How do you tell a person with their doctorate in psychology that their plan to ship Bessie to a secure treatment centre was all wrong? How do you convince the sponsoring agency to support Bessie's stay with us? How do we get what we think is right while maintaining a workable relationship with the therapist? How do we show progress to a therapist who evidently wanted to be the one 'to save' Bessie?

The key was in Bessie's writings. She clearly made it known that she was not prepared to enter 'therapy' at this time of her life. She was prepared to allow us to 'hang out' with her. We could now be with Bessie while she participated in her daily life events. We could now facilitate activities that would assist Bessie in working through her pain. Yes she had 'blow ups' but nothing compared to what she had done in the past. Movement was occurring, and it was imperative that the therapists and clinical social workers saw this.

With Bessie's permission “The Black Future" was shared with the therapist. This poem clearly illustrated that she had an unconscious need to have her internal picture of her world confirmed by acting out in ways that would provoke the social workers to respond to her in the way that she perceived her brothers and grandfather were responding to her. She felt loss and abandonment by her brothers and grandfather and so she provoked behaviour so the social workers would also abandon her. The poem clearly illustrated this saying “nobody's dumping me – I'll dump you first." This being a classic example of children's feelings in group home settings, the therapist was able to see it for what it was and did not internalize it to be her fault. Bessie's own writings became our strategy in being able to keep her at our place. The writings illustrated that she was voluntarily stating her willingness to remain in this setting. The incident reports had decreased considerably and we had no 'runs' from the house for over a month.

It became clear to the therapist that Bessie could benefit from our open setting. The therapist was eventually able to see that being with Bessie in the moment was working. Bessie was now beginning to talk about the feelings she was defending, rather than acting them out. We were eventually able to demonstrate that our 'therapeutic environment' was what Bessie needed and she would only see it as another rejection if we pursued transfer at this time.

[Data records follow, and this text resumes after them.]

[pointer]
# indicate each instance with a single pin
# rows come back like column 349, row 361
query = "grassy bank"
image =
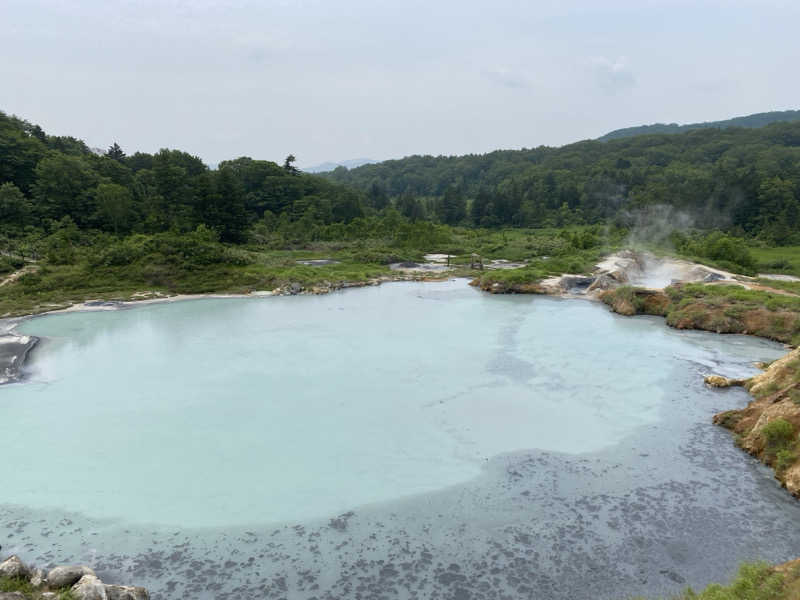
column 754, row 581
column 29, row 592
column 768, row 426
column 90, row 268
column 718, row 308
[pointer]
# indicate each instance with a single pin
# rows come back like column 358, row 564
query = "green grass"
column 784, row 259
column 735, row 294
column 754, row 581
column 8, row 584
column 789, row 286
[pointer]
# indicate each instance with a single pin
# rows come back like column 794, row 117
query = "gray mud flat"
column 654, row 505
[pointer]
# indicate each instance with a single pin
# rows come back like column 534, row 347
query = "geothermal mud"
column 628, row 493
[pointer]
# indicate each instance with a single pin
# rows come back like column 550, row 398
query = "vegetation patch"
column 754, row 581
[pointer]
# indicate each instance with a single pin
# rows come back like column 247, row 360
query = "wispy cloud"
column 507, row 77
column 612, row 75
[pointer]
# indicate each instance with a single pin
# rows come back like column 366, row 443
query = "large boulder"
column 67, row 575
column 89, row 587
column 14, row 568
column 126, row 592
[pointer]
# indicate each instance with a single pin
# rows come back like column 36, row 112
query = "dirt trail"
column 17, row 274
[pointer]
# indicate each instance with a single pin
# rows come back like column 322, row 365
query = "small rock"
column 13, row 568
column 89, row 587
column 126, row 592
column 67, row 575
column 37, row 577
column 720, row 381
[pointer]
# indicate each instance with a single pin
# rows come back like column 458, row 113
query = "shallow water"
column 476, row 446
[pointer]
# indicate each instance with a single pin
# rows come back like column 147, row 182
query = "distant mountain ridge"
column 330, row 166
column 750, row 121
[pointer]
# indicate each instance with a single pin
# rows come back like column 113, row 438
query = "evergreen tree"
column 115, row 152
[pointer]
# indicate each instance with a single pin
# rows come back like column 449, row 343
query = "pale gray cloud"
column 335, row 80
column 612, row 75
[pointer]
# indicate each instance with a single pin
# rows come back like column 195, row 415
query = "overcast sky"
column 329, row 80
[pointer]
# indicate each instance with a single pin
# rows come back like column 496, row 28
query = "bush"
column 778, row 435
column 784, row 459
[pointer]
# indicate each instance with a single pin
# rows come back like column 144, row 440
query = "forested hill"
column 750, row 121
column 51, row 182
column 743, row 180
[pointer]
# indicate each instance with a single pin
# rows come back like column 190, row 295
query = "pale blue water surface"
column 451, row 428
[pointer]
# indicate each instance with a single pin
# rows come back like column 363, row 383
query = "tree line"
column 51, row 182
column 744, row 181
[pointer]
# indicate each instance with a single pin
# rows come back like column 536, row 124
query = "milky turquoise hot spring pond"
column 219, row 412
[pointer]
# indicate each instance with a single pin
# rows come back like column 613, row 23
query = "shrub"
column 784, row 459
column 778, row 434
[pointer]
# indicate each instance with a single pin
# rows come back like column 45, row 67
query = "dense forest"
column 745, row 181
column 57, row 195
column 752, row 121
column 50, row 183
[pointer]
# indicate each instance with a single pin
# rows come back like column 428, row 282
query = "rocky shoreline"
column 14, row 350
column 19, row 581
column 767, row 428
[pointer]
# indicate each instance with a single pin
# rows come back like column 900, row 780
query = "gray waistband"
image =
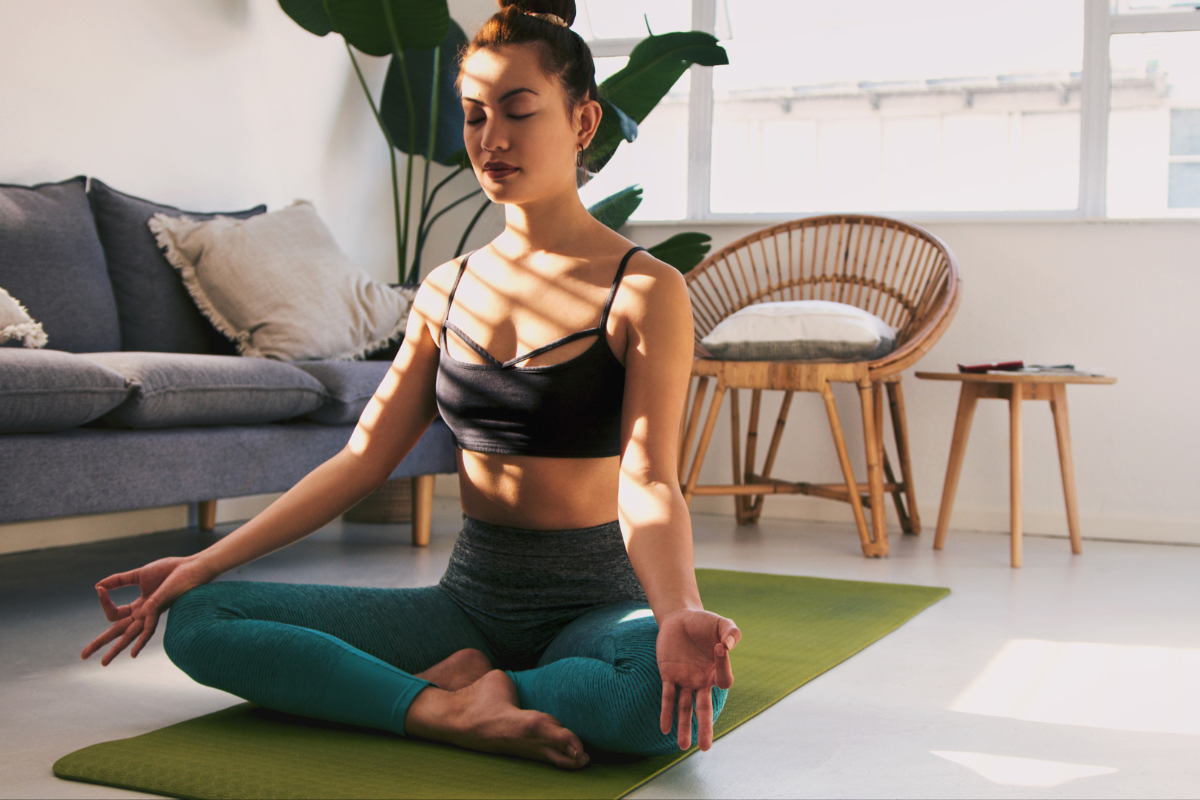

We continued through many different phases of resistance through the year-and-a-half Bessie remained with us. There was a time when she needed to be hospitalized, and there was a time when her mother re-entered her life that the “old Bessie" surfaced. Overall, though, Bessie became more and more responsive to verbal direction and limits. She was eventually able to talk out rather than act out her feelings of depression and anger. Being particularly gifted in writing, Bessie often used that medium as a calmer when upset or depressed.

* * *

Resistance affects everyone in a system in which it occurs. The resistance needs to be analyzed and then we need to do something about it. However any actions by professionals to force the resident to deal with it without first establishing a meaningful connection, will drive the resident away, as was seen with Bessie. Through the youth care approach of being there and “hanging out”, Bessie was eventually able to look at her pain, her anger and confusion. On the other hand if I, as the worker, had not analyzed my own resistance I would have continued to deal with the therapist, co-workers and Bessie’s resistance with my own resistance. Resistance work can have both negative and positive connotations. It all depends on how we choose to work with it.